Challengers has truly become one of the more surprising films of the year for me. After watching the trailer, which almost came out a year ago, I assumed we were going to be prepared for a provocative and cliche film that was going to be lackluster and bland. We got the exact opposite of this assumption.

The Acting

Justin Kuritzkes understands how to write messed up but captivating characters, and Mike Fasit, Zendaya and Josh O'Connor know how to play them as he intended.

Zendaya unarguably gives her best big screen performance to date as Tashi Duncan, she truly has come a long way from her "Shake It Up" days, and this film shows not only her versatility but also how she can be a powerful and seductive character while also having undeniable chemistry with the two other leading men.

Josh O'Connor plays Patrick Zweig perfectly and I completely forgot he was British. O'Connor makes us, the audience, confused as if we should like him or not, and that is truly what makes his performance all the more interesting to watch.

Mike Faist hasn't had too many films to get us familiar with him yet, but this film proves that his name will appear much more often in the credits of great films. His quick and witty way of speaking along with O'Connor's facial expressions and Zendaya's line delivery elevates the well-written dialogue.

The Directing / Editing

Luca Guadagnino and Marco Costa, the editor, knew that they had a difficult job of capturing the intensity and tension felt between the two players on the court. The amount of POVs the film throws at us is astonishing and deserves all the attention it is getting, but without the aggressively fast, and in-your-face editing, it wouldn't make you feel as engaged feeling as if it was a real tennis match. Costa made the difficult-to-follow film so much simpler and rewarding to understand with his fast and timely jump cuts and transitions.

The Original Score

Trent Reznor and Atticus Ross created possibly one of the best scores this year, so far. Their blend of pop and electric synth fits perfectly in intense and tame moments in the film.

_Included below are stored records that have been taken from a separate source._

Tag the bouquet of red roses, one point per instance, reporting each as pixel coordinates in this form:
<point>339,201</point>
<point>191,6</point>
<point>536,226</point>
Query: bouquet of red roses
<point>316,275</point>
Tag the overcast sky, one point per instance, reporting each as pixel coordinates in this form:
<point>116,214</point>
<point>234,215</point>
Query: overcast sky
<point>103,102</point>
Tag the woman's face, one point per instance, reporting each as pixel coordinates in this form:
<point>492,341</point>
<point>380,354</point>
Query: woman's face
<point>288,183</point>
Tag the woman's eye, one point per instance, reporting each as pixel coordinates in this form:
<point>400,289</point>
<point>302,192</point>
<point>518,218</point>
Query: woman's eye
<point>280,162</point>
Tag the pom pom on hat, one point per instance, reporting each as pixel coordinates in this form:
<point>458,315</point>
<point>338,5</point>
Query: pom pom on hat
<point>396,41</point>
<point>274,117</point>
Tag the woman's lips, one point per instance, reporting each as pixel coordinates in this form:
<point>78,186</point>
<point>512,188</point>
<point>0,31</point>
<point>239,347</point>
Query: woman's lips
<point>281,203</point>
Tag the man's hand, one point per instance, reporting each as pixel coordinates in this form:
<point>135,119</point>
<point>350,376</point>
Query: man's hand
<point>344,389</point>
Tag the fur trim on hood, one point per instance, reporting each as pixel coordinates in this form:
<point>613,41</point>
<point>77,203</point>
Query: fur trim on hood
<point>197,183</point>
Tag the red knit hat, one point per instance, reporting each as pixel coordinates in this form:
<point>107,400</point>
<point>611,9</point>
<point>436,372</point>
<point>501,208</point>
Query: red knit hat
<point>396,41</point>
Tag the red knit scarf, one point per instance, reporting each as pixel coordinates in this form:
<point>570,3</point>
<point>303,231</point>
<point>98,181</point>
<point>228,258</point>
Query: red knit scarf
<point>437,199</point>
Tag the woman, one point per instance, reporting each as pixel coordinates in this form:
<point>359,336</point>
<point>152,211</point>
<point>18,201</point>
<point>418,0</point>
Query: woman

Although the score was a huge standout, I thought it did overlay over some dialogue which was not often but was distracting.

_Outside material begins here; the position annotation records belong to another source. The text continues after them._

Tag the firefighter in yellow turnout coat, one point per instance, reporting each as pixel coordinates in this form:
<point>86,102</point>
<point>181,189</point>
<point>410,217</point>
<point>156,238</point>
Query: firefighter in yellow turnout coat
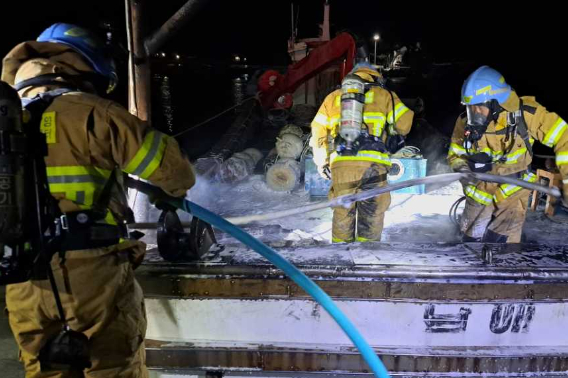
<point>495,136</point>
<point>364,167</point>
<point>88,138</point>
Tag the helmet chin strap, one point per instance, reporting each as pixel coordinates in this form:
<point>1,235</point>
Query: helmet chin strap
<point>86,82</point>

The film as a whole felt raw and fun to follow, with it being my favorite 2024 release of the year thus far, I think that this hip and steamy nature makes the film feel so rewarding to understand and you can get a kick out of some certain moments in the film that might make you either cringe, laugh, or feel for these characters. What I found weird, was the direction that they went with making all the characters toxic and horrible for each other, and the way the ending was so abrupt. Other than those flaws the film was nearly perfect for what it was: a look into an intimate and toxic relationship with dreams and love in the way.

I would recommend this film to someone looking for something intense and raunchy, but I would not watch it with a parent.